In terms of mechanisms underpinning the effects seen in the current study, previous research suggests that both the gastrointestinal effects of Daikenchuto, which contains hydroxy-alpha-sanshool from Z. piperitum [13] and the learning and memory effects of ZA in rodents [12] may be underpinned by increased cholinergic activity. Indeed, monoterpenes, which are represented in ZA extracts at significant levels, have been shown to have consistent cholinesterase inhibitory properties [36,37] and to exert beneficial cognitive effects [20]; including at doses as low as 25 µL [38]. A cholinergic mechanism certainly could be responsible for the cognitive effects seen here, although the pattern here on Day 56 was for a speeding of performance across cognitive domains; suggesting a general improvement in neural efficiency and processing speeds rather than the focused cognitive benefits to memory/attention that cholinergic agents are typically associated with. It is, however, unlikely that the interactions with cannabinoid CB1 and CB2 receptors attributed to some sanshools (specifically γ-sanshool) [14] played any role here, as preliminary screening demonstrated that the extract administered here did not exhibit any cannabinoid receptor binding activity (data not presented but available on request).

One alternative possibility then, is that the cellular ion channel mechanisms that drive the sensory tingling-numbness following topical/oral application of hydroxy α-sanshool; namely interactions with TRP and KCNK ion channels, may also be responsible for the cognitive and CBF effects seen here.
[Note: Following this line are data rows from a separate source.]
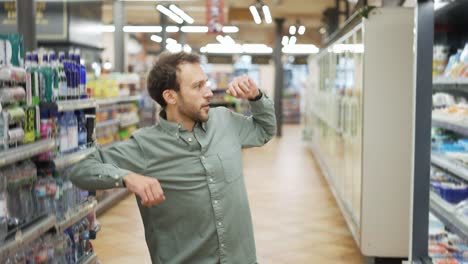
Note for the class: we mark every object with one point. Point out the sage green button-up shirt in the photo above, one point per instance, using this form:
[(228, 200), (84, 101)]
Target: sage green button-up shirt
[(205, 218)]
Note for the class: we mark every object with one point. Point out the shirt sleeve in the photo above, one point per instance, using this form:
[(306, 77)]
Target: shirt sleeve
[(105, 167), (258, 129)]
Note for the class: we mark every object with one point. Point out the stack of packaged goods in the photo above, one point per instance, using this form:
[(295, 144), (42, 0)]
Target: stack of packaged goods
[(32, 186)]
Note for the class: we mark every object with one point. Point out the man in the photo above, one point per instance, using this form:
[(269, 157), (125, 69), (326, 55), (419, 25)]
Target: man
[(186, 171)]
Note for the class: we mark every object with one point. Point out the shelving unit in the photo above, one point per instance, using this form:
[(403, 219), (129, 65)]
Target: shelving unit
[(26, 151), (26, 236), (118, 100), (457, 170), (71, 105), (90, 259), (76, 216), (459, 128), (446, 213)]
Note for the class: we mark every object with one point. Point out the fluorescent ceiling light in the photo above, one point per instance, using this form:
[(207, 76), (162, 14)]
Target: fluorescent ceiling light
[(156, 38), (142, 29), (267, 14), (170, 14), (300, 49), (221, 48), (301, 30), (256, 48), (181, 14), (171, 41), (187, 48), (292, 30), (194, 29), (220, 39), (255, 14), (292, 40), (172, 29), (230, 29)]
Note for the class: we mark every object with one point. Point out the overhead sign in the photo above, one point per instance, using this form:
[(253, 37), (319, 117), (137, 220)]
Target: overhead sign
[(214, 15)]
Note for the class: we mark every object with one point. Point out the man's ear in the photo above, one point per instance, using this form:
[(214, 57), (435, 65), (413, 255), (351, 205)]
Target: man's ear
[(170, 96)]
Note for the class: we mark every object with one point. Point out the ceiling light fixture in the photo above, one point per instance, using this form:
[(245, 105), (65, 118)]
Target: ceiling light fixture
[(170, 14), (181, 14), (142, 29)]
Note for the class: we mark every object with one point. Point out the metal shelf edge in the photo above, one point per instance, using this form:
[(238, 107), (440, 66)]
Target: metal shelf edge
[(28, 235), (445, 212), (26, 151), (76, 217), (70, 105), (456, 170)]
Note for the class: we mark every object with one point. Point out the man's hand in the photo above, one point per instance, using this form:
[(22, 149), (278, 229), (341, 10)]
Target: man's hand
[(243, 87), (147, 188)]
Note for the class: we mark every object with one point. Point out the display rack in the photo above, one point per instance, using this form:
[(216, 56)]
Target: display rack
[(90, 259), (26, 151), (459, 128), (107, 123), (446, 213), (77, 215), (70, 159), (118, 100), (26, 236), (457, 170), (71, 105)]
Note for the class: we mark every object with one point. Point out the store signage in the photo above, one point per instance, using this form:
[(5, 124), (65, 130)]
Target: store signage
[(214, 15), (300, 60), (220, 59), (261, 59), (51, 19)]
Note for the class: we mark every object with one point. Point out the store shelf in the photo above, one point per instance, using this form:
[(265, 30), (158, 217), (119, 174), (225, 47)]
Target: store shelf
[(130, 123), (26, 236), (71, 105), (455, 127), (26, 151), (76, 216), (110, 200), (118, 100), (458, 170), (446, 213), (107, 123), (70, 159), (90, 259)]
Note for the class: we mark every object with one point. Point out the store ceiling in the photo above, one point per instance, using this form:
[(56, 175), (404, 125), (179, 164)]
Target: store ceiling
[(236, 13)]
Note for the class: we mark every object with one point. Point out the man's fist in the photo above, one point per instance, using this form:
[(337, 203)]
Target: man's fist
[(148, 189), (243, 87)]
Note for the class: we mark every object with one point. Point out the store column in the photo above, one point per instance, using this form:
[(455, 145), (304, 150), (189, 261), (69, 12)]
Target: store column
[(27, 27), (277, 54), (422, 145), (119, 40)]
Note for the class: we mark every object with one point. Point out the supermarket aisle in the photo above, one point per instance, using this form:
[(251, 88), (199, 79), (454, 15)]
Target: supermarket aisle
[(296, 219)]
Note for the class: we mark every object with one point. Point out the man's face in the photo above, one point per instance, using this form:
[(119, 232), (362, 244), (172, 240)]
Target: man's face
[(194, 96)]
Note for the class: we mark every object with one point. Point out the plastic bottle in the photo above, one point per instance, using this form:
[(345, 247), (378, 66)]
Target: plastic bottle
[(64, 143), (82, 131), (3, 208), (72, 126)]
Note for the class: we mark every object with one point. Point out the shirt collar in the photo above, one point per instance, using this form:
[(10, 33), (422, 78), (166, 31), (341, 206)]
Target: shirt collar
[(172, 127)]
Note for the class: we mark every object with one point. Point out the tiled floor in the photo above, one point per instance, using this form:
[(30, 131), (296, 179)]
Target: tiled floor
[(295, 216)]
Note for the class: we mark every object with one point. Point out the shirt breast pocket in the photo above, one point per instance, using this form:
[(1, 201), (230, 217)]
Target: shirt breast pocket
[(231, 161)]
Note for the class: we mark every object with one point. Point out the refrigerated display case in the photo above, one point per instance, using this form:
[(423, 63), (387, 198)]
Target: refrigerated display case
[(358, 125)]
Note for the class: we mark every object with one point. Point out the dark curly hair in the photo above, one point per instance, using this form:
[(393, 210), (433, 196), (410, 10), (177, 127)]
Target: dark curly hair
[(163, 75)]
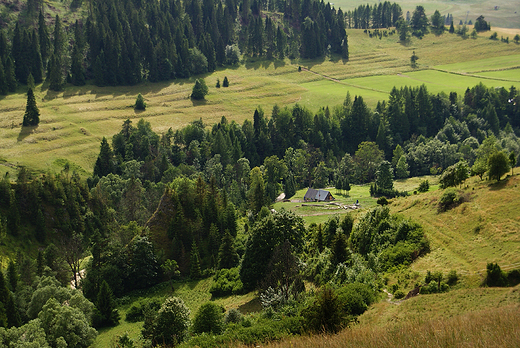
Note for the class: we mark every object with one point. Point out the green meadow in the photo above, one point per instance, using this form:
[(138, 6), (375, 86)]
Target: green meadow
[(74, 121)]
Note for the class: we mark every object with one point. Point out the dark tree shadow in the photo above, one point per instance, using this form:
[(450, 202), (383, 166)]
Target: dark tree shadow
[(25, 132), (499, 185)]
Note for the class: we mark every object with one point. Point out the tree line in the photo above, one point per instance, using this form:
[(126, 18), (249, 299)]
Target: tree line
[(124, 43)]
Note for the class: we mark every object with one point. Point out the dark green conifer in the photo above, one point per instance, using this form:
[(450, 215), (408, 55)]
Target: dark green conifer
[(32, 113), (104, 163), (195, 271), (227, 255), (3, 81)]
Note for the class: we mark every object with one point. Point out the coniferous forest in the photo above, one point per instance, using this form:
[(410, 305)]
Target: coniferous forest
[(196, 203)]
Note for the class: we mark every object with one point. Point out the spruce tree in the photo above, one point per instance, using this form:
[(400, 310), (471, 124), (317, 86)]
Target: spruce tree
[(227, 255), (10, 76), (106, 307), (104, 163), (30, 82), (140, 104), (199, 90), (32, 114), (195, 272), (12, 275), (3, 81)]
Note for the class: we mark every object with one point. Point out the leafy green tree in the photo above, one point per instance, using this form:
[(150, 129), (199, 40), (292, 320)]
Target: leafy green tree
[(171, 269), (140, 104), (209, 319), (454, 175), (170, 325), (437, 23), (481, 24), (105, 161), (367, 157), (419, 22), (66, 326), (512, 160), (200, 90), (12, 276), (32, 113), (413, 60), (324, 314), (452, 28), (384, 176), (195, 271), (401, 170), (107, 314), (266, 234), (498, 165)]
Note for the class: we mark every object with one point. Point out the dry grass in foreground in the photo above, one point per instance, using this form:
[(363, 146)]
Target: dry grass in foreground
[(497, 327)]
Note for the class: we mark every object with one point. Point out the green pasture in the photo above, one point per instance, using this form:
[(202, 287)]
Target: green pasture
[(74, 121), (193, 293), (505, 16)]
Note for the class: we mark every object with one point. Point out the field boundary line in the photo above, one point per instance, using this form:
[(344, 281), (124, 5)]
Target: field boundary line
[(477, 76), (344, 83)]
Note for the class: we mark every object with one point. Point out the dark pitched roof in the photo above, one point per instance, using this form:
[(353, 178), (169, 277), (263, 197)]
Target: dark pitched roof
[(316, 195)]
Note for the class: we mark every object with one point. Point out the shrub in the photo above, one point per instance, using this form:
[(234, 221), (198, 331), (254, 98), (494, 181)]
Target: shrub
[(169, 326), (399, 294), (452, 277), (324, 313), (495, 276), (226, 282), (208, 319), (199, 90), (355, 298), (424, 186), (382, 201), (136, 311)]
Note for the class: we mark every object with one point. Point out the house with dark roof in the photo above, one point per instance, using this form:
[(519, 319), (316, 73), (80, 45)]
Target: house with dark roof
[(319, 195)]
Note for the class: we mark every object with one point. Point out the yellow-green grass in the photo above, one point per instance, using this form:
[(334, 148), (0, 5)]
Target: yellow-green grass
[(320, 212), (491, 327), (193, 293), (485, 228), (505, 16), (74, 121)]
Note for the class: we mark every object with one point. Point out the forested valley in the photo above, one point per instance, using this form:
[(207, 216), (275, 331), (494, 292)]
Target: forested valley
[(196, 203)]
In this respect it is notable that structurally similar alkamides have been shown to have good bioavailability and can readily cross the blood brain barrier [5]. Recent evidence also shows that the TRPV1 vanilloid receptors with which hydroxy α-sanshool interacts are widely distributed in the brain. Indeed, TRPV1 has a key role in the regulation of neuronal excitability and synaptic plasticity, including long-term potentiation, potentially mediated by glutamate release [17]. Similarly, several members of the KCNK two-pore domain potassium ion channel family that are inhibited by hydroxy α-sanshool, specifically TASK-1, TASK-3 and TRESK [4] are also expressed, often as TASK-1/TASK-3 heterodimers, throughout multiple brain regions, with particular concentration in the cerebellum, somatic motor-neurons and hypothalamus. These channels contribute to the excitability of distinct populations of neurons [18]. As an example, TASK-1 and TASK-3 channels contribute to the excitability of several types of hippocampal neurons, including CA1 pyramidal cell and inhibitory interneurons [39] and modulate the excitability of the key acetylcholine producing basal forebrain cholinergic neurons which drive elements of cortical arousal [40]. Clearly, interactions with neuronal mechanisms such as these might be expected to have a general, rather than cognitive-domain specific effect in terms of neural activation/efficiency and hemodynamic responses to brain activation.

5. Conclusions

In conclusion, a ZA extract rich in hydroxy α-sanshool resulted in global improvements in the speed of performing cognitive tasks, suggesting enhanced processing speed. ZA also resulted in a decreased hemodynamic response in the frontal cortex to cognitive task-mediated activation of this brain region. These effects can reasonably be interpreted as reflecting a ZA-related increase in neural efficiency, particularly during attention task performance. Whilst the exact mechanisms driving these effects are unclear at present, future research should explore the possibility that hydroxy α-sanshool is the active principal, potentially acting via interactions with neuronal ion channels.